DecentM

joined 2 years ago
[–] DecentM@lemmy.blahaj.zone 2 points 5 days ago

I might be on the minority with this but I enjoy the labyrinth-like interior. When you learn the unmarked shortcuts (the floor maps don't show everything) you can get to things very quickly.

A couple of years ago I asked a staff member about an item and she took me through these areas behind columns, etc. You would guess those areas are off limits but there's no sign saying "staff only" there, so after a few visits I just kinda learned how to reach the areas I most often need right from the entrance.

[–] DecentM@lemmy.blahaj.zone 4 points 2 months ago (1 children)

No matter how many times I watch Flow, it never fails to make me cry by the end.

[–] DecentM@lemmy.blahaj.zone 2 points 2 months ago* (last edited 2 months ago) (1 children)

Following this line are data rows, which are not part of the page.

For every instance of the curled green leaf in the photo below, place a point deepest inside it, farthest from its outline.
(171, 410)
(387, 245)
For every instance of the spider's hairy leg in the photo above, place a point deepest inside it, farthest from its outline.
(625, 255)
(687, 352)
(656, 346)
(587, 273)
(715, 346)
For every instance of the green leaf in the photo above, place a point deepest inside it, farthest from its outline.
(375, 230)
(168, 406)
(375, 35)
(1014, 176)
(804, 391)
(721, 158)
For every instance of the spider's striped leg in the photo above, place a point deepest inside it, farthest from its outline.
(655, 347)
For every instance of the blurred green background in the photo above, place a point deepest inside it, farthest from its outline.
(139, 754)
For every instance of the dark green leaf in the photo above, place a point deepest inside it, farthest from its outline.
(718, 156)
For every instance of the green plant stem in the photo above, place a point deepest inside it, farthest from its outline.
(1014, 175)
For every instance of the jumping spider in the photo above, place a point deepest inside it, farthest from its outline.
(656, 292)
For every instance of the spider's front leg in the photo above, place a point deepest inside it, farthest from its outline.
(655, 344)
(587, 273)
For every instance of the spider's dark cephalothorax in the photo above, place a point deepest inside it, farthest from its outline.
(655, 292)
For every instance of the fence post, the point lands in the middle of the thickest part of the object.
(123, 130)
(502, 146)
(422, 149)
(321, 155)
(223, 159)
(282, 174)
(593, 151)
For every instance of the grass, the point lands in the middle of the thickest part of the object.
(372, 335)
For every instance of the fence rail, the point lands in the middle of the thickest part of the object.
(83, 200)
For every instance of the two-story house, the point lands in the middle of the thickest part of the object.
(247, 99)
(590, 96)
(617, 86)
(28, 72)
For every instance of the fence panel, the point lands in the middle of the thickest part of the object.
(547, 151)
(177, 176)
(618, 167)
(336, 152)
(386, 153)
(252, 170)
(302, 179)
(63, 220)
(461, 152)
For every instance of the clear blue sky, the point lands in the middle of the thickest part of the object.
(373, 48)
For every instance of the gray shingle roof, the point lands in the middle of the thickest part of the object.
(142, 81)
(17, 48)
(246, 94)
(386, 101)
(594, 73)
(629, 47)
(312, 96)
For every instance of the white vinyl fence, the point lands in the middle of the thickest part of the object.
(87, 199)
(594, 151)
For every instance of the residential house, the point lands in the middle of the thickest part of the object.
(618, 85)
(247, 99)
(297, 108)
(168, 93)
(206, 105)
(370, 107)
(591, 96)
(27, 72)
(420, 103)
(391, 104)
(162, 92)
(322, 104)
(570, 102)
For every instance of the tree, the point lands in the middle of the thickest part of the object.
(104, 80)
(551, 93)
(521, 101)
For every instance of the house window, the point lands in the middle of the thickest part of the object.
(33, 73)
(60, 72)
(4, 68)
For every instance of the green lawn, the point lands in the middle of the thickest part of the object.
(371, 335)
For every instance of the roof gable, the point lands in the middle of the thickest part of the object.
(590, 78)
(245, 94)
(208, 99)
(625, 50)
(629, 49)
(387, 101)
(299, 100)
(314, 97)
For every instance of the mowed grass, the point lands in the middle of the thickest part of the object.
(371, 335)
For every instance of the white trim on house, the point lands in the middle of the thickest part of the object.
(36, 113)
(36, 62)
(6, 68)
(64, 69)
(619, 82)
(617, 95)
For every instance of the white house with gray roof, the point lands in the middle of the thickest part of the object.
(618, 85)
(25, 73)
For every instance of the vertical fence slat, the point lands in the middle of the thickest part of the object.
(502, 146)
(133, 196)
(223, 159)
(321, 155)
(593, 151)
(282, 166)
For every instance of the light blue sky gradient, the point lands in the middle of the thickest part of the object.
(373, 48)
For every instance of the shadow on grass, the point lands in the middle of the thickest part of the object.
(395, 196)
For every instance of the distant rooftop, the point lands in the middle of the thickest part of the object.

Depending on your specs, I don't think you need to buy hardware. You can scale later if you run out of resources. This is how I'd separate your stuff:

  • Desktop: SteamOS (or Bazzite IMO), for gaming. Install Kodi on it for the HTPC interface, and add a shortcut to it on the big picture UI
  • RPi: Home Assistant OS. They have images for the Pi, which will let you install updates and addons from the gui. Addons are just containers, so you may be able to run a service or two if you run out of resources on the other machines.
  • Compute stick: Some server OS (I personally like Fedora Server, but loads of options are available here. Bazzite is Fedora based, so you can use knowledge you gain on one, on the other). Nextcloud (reconsider this, Nextcloud is a complaint magnet from what I can well, there are alternatives to most of its functions), your *arrs, torrent client etc. Stuff that is okay if it goes down for a bit.
  • Laptop: Same OS as the compute stick. Whatever doesn't fit the stick, plus Pihole/Adguard. For DNS though, I'd recommend using a cloud provider instead of self hosted, because if it goes down, you'll be stuck reconfiguring your DNS before fixing it (since if dns goes down, you can't easily access websites to look up stuff). IMO NextDNS is a good option, both free and paid tiers, and it does adblock lists too.

Edit:

  • For remote management, ZeroTier and Tailscale are both good options at the moment. I use Tailscale, but they recently announced they want to IPO at some point, so I'll be moving to Headscale (the self hosted version essentially) if they start enshittifying.
  • For remote gaming, check if Steam remote play works, or set up a Sunshine server on your PC.